Aşk hem "Âşık"ta hem de "Mâşuk"ta mevcuttur fakat tesirleri her ikisinde başka başkadır. Âşık makâm-ı niyâzda, mâşuk ise makâm-ı nâzdadır. Âşık, sevdiğini elde etmek için yanar da yanar… Onda yok olmak âşık için sıradan bir haldir. Ne zaman arzu ettiği hayalleri gerçekleşmeye başlar bu defa değişim kaçınılmazdır âşıkta…
Sevilen, âşığıtanımaktazorlanır…
Aşk ezelde Hakk'ın zâtından neş'et etmiş, daha sonra rûh ile birlikte bu âleme gelmiştir.
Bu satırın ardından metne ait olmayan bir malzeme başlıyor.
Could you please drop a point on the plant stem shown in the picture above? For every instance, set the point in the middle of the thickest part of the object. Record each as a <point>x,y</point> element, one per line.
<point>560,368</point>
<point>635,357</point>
Aşkı, kalbin bir basamağı olan rûh ile birlikte ele alan ve rûhu aşkın bineği olarak niteleyen Ahmed Gazzâlî, her ikisinin de kendi asıllarına yani Zât-ı Hakk'a geri dönüşünün ve vahdetin yine bu birliktelik ile gerçekleşeceğini düşünmektedir.
Aşkın sırlarının onun harflerinde gizli olduğunu ifade eden Gazzâlî'ye göre, aşk kelimesini oluşturan "Ayn, şîn, kâf" harflerinden "Ayn harfi: göze ve görmeye", "Şîn harfi: dolu dolu içilen şevk şarabına", "Kâf harfi ise kalbe" işâret etmektedir.
Ona göre âşık; tamamıyla fakirlik, mezellet içinde ve ihtiyaç sahibi olma özellikleriyle tevhîd yolunun yolcusu olan sâlik veya tâlibtir. Mâşuk ise, bütünüyle istiğna makamında bulunan, tekebbür ve tecebbür sahibi Hak Teâlâ'dır. Zâhirde ayrı görünen aşk, âşık ve mâşuk üçlüsü, Zât-ı ehadiyyet mertebesinde birlik hâlindedir.
Bir ağacın dalı kuruduğu vakit kök onu telafi eder ve ağaç yeniden dallanır. Ve eğer kök çürüyüp bozulmuş olursa, ağacın tamamı helâk olur.
Netice…
"Mâşuk"una ihanet eden "Âşık" helâk olur gider…
Bu son kaçınılmazdır…
Şems-i Tebrizî'nin ifadesiyle:
"Her şey insanoğluna fedâ iken, insanoğlu kendine cefâ olmuştur."